If you wanted to find all occurrences regardless of position, you'd use finditer() or modify the regex pattern.

In [None]:
text = 'There was further decline of the UHC'
match = re.finditer('the', text,
                    flags=re.I)
list(match)

[<re.Match object; span=(0, 3), match='The'>,
 <re.Match object; span=(13, 16), match='the'>,
 <re.Match object; span=(29, 32), match='the'>]

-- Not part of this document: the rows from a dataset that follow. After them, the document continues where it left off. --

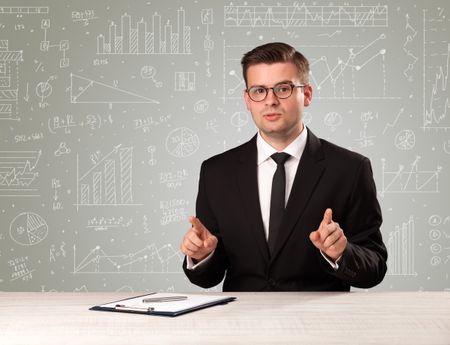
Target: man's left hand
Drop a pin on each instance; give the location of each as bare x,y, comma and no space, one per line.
329,237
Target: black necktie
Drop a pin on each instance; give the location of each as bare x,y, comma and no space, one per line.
277,199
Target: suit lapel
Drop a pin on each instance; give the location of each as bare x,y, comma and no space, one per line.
248,186
308,175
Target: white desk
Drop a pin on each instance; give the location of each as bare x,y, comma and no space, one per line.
255,318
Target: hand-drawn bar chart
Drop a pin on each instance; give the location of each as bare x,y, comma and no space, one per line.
161,39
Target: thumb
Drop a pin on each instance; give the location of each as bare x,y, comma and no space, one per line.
314,236
327,216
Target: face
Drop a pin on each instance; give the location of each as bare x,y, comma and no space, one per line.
277,119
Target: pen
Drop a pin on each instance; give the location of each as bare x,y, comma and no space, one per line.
164,299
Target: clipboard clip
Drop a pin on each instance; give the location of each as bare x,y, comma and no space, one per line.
121,307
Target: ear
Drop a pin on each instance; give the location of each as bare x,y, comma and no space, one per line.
307,92
247,100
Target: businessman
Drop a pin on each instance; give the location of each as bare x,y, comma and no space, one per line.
285,211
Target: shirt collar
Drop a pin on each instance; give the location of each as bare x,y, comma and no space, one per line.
295,149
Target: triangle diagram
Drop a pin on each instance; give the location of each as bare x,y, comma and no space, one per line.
84,90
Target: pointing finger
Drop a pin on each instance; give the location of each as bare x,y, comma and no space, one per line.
327,216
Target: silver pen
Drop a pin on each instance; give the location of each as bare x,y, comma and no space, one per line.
164,299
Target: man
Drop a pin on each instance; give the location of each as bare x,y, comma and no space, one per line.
304,219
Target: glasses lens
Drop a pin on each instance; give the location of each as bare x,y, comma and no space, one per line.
282,90
257,93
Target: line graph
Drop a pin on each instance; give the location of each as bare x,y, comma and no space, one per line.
150,259
301,15
436,62
341,78
413,180
18,173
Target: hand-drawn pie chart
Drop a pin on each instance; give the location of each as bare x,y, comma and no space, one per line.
28,229
182,142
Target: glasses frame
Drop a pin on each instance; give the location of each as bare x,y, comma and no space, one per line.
292,85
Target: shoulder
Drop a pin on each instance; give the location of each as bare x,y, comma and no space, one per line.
334,155
244,152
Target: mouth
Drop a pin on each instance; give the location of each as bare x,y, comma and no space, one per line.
272,116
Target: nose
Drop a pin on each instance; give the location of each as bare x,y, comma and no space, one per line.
271,99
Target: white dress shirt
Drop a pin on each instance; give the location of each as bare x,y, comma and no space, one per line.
266,170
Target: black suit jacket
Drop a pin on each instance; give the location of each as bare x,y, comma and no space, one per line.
327,176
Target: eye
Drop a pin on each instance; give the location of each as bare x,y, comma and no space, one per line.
257,90
282,88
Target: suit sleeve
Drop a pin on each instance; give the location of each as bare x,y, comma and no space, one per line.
212,272
363,262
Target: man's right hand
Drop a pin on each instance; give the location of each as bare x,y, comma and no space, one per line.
198,242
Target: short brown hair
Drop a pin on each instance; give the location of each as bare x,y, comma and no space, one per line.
276,52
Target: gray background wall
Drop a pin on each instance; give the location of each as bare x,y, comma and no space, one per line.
107,109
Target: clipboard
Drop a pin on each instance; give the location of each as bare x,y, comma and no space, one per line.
164,304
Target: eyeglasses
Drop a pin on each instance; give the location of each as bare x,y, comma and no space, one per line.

**re.sub(pattern, repl, text)** — this replaces the matched substring(s) with the 'repl' string.

In [None]:
text = 'my pin is 4444'
re.sub('4', '*', text)

'my pin is ****'

**re.split(pattern, text)** — This splits the text at the position of the match(es), into elements in a list.

In [None]:
text = "wow! nice! love it! bye! "
re.split("!", text)

['wow', ' nice', ' love it', ' bye', ' ']

### Regex metacharacters

In this section, we'll explore the different metacharacters, and use **re.findall()** to check for the presence of a pattern in a string and return all the matched substrings.

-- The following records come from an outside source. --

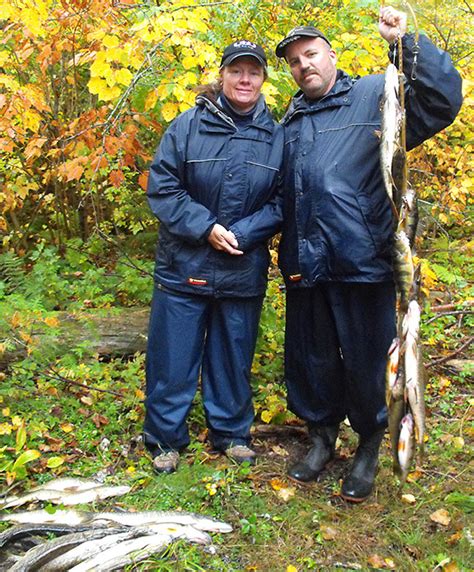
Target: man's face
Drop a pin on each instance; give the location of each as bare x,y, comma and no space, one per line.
313,66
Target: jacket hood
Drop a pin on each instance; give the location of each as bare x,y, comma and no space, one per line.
300,104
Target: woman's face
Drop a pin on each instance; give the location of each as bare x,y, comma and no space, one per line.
241,82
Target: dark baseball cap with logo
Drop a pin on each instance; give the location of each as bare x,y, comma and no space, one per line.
296,34
243,48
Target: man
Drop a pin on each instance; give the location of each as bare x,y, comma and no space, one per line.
335,251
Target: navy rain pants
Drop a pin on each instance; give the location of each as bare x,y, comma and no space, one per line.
336,343
189,336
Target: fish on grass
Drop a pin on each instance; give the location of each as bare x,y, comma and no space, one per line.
63,484
93,548
135,550
99,492
36,557
74,517
15,533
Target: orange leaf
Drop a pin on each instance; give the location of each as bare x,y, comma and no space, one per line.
441,516
116,178
143,180
75,173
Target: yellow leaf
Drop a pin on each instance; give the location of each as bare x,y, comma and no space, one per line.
54,462
276,484
327,532
458,443
189,62
266,416
441,516
179,92
67,427
111,41
15,320
123,76
20,436
51,321
169,111
5,429
26,457
96,85
286,493
99,69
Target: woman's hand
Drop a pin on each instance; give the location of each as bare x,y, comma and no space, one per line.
222,239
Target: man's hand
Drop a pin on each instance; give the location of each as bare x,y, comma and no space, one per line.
222,239
392,24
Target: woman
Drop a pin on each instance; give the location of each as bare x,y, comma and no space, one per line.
213,187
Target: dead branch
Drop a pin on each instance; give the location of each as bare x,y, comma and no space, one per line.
444,359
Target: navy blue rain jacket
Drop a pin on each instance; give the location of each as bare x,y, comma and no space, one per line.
206,171
337,217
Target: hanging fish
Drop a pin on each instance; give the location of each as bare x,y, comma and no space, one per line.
414,385
406,445
391,124
402,268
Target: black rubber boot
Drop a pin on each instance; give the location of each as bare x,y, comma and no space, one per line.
324,443
359,483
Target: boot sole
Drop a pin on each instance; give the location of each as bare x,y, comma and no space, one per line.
354,500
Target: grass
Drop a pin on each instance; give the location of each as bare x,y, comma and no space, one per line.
277,524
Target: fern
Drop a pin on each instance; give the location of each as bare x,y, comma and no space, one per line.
12,273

**Escaping regex characters with a backslash:**
* When you want to **exactly search for any of the below regex symbols** in a text, **you have to escape them with a backslash** (while also using the r raw string) so that they lose their special regex meaning too.

**1. `.` (The dot character, or wildcard)** —this matches and returns any character in the string, except a new line.

This could be a digit, white space, letter, or punctuation.

In [None]:
pattern = r'.'
re.findall(pattern,
        "Wow! We're now_25")

['W',
 'o',
 'w',
 '!',
 ' ',
 'W',
 'e',
 "'",
 'r',
 'e',
 ' ',
 'n',
 'o',
 'w',
 '_',
 '2',
 '5']

**2. `\w (lowercase w)`** — Any alphanumeric character (letter, digit, or underscore).

In [None]:
pattern = r'\w'
re.findall(pattern,
        "Wow! We're now_25")

['W', 'o', 'w', 'W', 'e', 'r', 'e', 'n', 'o', 'w', '_', '2', '5']

**3. `\W (uppercase w)`** — anything that is not \w such as spaces, and special characters.

In [None]:
pattern = r'\W'
re.findall(pattern,
        "Wow! We're now_25")

['!', ' ', "'", ' ']

**4.`\d‍`** — any digit, 0 to 9.

In [None]:
pattern = r'\d'
re.findall(pattern,
        "Wow! We're now_25")

['2', '5']

**5. `\D`** — Any non-digit. Negates \d.

In [None]:
pattern = r'\D'
re.findall(pattern,
        "Wow! now_25")

['W', 'o', 'w', '!', ' ', 'n', 'o', 'w', '_']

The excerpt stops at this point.